The Coast News Group
Small Talk

Halloween all about neighbors

I thank my great-great-great-great-great-and-then-some Irish grandparents for the fun of Halloween, as the ancient Celts launched the holiday as Samhain, an end-of-summer harvest festival.
This brings me to my fascination with the pronunciation of Gaelic — or Gaoidhealg — which rarely has anything to do with the letters involved. If you think spelling in English is tough, check it out. Samhain is pronounced Sow-in. Yeah.
Samhain was one of many efforts by early folk to try and control the dicey world around them. Lighting bonfires and making small sacrifices helped them cope with the vagaries of life and the really, really long and nasty winters back then. You better hope you had a decent crop to begin with. Then you better hope it would last until spring. Meanwhile, your biggest inconvenience wasn’t scraping ice off your windshield. It was wondering who was going to die of disease or starvation in the coming dark months. Good times. To support one another, they built a neighborhood/village event out of it and I think that is still its greatest charm.

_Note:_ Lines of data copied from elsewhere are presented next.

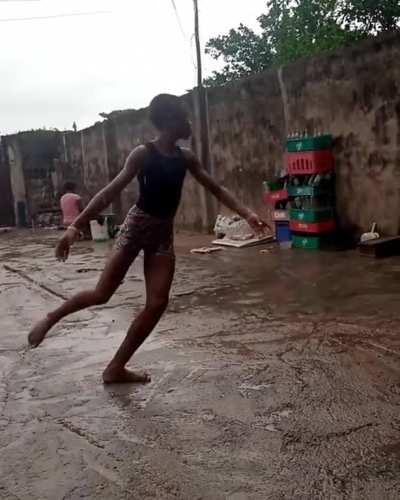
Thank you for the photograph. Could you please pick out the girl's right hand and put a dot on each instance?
(65, 243)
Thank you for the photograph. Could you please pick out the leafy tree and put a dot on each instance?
(371, 16)
(298, 28)
(243, 51)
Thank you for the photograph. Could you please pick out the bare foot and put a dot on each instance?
(124, 376)
(38, 332)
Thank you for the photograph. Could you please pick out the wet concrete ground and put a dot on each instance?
(274, 376)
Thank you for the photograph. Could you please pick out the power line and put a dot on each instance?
(182, 29)
(55, 16)
(179, 20)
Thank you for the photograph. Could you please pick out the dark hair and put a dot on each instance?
(164, 107)
(69, 187)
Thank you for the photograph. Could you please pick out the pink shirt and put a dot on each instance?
(70, 207)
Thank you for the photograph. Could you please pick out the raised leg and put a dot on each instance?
(114, 272)
(159, 273)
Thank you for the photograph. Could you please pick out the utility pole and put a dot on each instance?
(203, 114)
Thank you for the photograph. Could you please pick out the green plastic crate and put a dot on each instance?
(308, 191)
(309, 242)
(272, 186)
(309, 143)
(311, 214)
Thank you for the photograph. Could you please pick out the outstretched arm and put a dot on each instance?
(101, 200)
(222, 194)
(104, 197)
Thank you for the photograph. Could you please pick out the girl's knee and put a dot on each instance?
(157, 304)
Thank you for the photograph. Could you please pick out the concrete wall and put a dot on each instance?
(353, 93)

Even then, it seems, folks had a taste for a shiver down their back. I suspect mothers invented the idea of spirits in the night to get children to go to bed on time. That, and they had to blame life’s hard luck on somebody, so they hung it on the already-dead — less arguments that way.

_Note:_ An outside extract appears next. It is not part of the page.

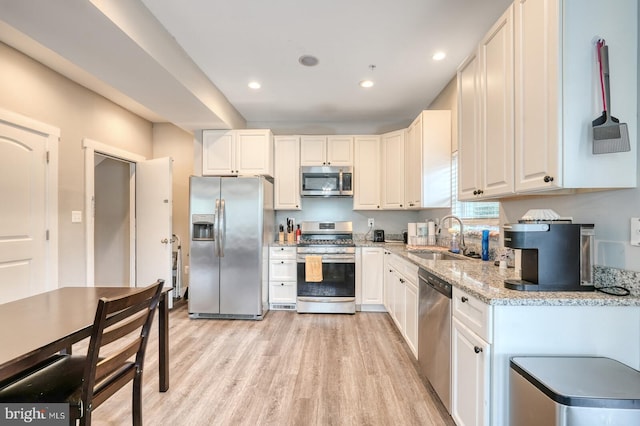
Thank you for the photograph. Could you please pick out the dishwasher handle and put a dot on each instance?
(438, 284)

Being a giant, quivering coward, I am no fan of the macabre. I leave the gore and mayhem to others and focus on the cute and cuddly for my Samhain celebration. My children, however, jumped right back to their ancestors. The minute they could create their own costumes, it went from fairy princess and superhero to anything covered in blood and stick-on scars. I didn’t take as many photos as I once did.

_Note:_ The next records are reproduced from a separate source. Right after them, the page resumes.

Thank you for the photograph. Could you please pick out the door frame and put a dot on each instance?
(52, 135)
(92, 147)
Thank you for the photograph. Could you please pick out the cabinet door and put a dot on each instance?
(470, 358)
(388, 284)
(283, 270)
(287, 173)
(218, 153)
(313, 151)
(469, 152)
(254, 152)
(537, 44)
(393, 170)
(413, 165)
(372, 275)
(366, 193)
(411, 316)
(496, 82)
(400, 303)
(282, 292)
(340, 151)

This is my pitch for neighborhood trick-or-treating. Few things are as fun as having all the neighborhood kids and parents come by. I get irritated by out-of-neighborhood  “safe” trick-or-treat events. Halloween is as safe as a parent makes it. It’s what being neighbors is all about and empty streets make me sad.
I’ll be looking for you to come on by. It’s your job to keep the boogieman away for another year.